I’ve always wanted to work from home; being able to transport my children to and from school and spending time with them afterward was a major motivator. I’ve also longed for scheduling flexibility that working from home would allow (the ability to throw in a load of laundry between sessions or plan in the evening without needing to drive back to work). But would I miss the staff camaraderie? What about students’ hugs? Would I feel isolated? Since I began providing telepractice treatment, the answer to each of these potential drawbacks has been “no.” To me, the “pros” have far outweighed the “cons.”
I researched telepractice some more on the ASHA website, which reviews studies pointing to teletherapy’s efficacy, and joined ASHA Special Interest Group 18, Telepractice. I later attended a teletherapy training in Maine that tasks that would ordinarily take 60 minutes to complete when providing “onsite” speech/language therapy could be accomplished during approximately 35 minutes of teletherapy!
Next, I considered providing teletherapy as a private practitioner, but I balked at the additional marketing and operational work that would require, even though I knew it would mean being my own boss and making my own schedule.
After careful consideration, I decided to accept an offer to become a teletherapist with a company I knew delivered quality training and treatment. At my company’s direction, I attended American Telemedicine Association-accredited training provided by Michael Towey.
Regarding equipment, I recommend using:
• A laptop with at least a 15” screen and built-in webcam (or you can use an external webcam).
• A headset with attached microphone or external speakers with an external microphone (I prefer a headset because the microphone is always close to the students’ mouths).
• A document camera for use during therapy. You can find most of this equipment on Amazon.
The software I use is a HIPPA-compliant, video-conferencing platform provided by my employer. It is important to consider security and compliance when selecting a Web-conferencing platform (Skype, for instance, is not compliant). Some telepractice companies require that you purchase your own equipment as well as their telepractice software.
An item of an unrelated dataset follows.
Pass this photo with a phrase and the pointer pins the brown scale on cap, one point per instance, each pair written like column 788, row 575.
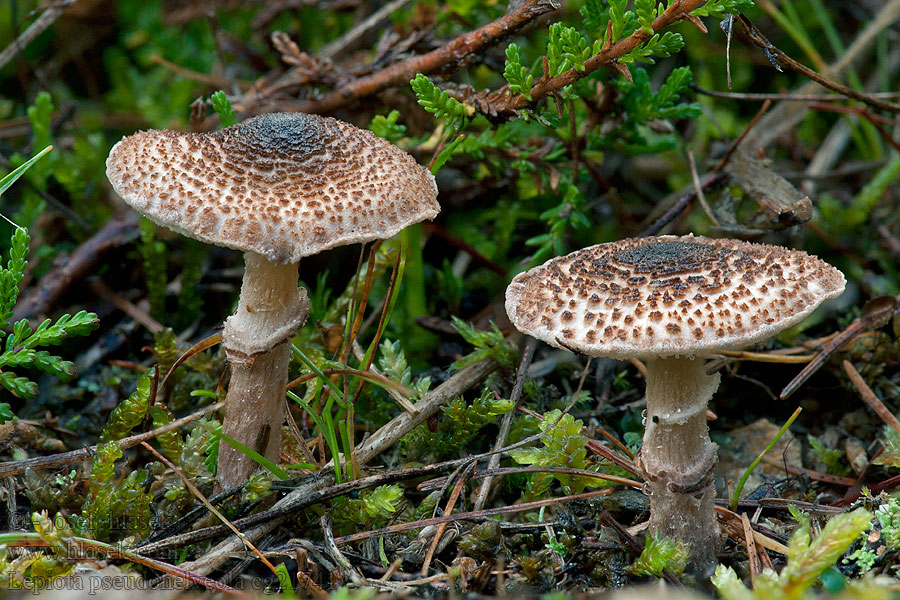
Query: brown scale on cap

Be sure to consider that in your research.
For materials, I have found different online resources to draw from: SLP blogs (such as ChapelHillSnippets.com), eNewsletters, and ASHAsphere. I often use my own materials via a document camera. Once I received the necessary equipment and became comfortable with it, I worked on reviewing each student’s IEP, listing goals/objectives for each, and documenting IEP/re-evaluation due dates. Training a paraprofessional was the next step because I needed someone to: chaperone students coming to and leaving from therapy, be a behavior manager as needed, serve as a technology problem-solver, help as a student-response “confirmer,” and be a “skill-carryover” assistant when possible.
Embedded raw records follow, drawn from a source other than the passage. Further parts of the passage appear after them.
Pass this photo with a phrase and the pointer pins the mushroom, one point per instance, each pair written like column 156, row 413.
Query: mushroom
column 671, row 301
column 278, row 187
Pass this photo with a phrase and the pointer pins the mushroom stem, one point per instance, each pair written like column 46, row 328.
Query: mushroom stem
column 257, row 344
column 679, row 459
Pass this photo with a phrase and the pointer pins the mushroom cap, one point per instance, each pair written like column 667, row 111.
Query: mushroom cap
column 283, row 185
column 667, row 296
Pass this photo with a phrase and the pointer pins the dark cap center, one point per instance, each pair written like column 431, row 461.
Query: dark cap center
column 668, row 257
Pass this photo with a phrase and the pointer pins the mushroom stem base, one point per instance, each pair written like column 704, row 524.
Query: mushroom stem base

Connecting with students via teletherapy has a different “feel” when compared to onsite therapy. While working in the schools, students would draw pictures for me, hug me, and stop in my speech room to see how my day was going. Obviously hugs aren’t available over the Internet, but I have found that there are other ways to connect with students.
Frequently, when students first join the session, their faces light up, and I’ll hear, “Good morning, Mrs. Sippl! What are we doing today?” If my students earn a few minutes of free-choice time at the end of a therapy session, frequently they will ask to draw or color online. Once they’re done, they’ll explain that the drawing is for me and that I need to print it out to hang on my wall. As you can see, the “connection” with students is not lost. It is just different.
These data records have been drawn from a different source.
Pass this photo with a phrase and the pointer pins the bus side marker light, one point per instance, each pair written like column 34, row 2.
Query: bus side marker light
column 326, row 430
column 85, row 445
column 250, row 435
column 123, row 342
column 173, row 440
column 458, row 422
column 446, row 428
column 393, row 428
Based on my own telepractice experiences, my sense is that students are able to accomplish more in less time compared with face-to-face therapy. Teletherapy has its own rewards, and students find ways to show you how important you are to them. Once, as I was working with a Kindergarten student, she looked at me and exclaimed, “Hi, Mrs. Sippl! I’m so excited to see you today! I love you!”
Tracy Sippl, MS, CCC-SLP, is a Seymour, Wis.-based speech-language pathologist and tele-therapist with Cumberland Therapy Services. She is an affiliate of ASHA Special Interest Group 18, Telepractice.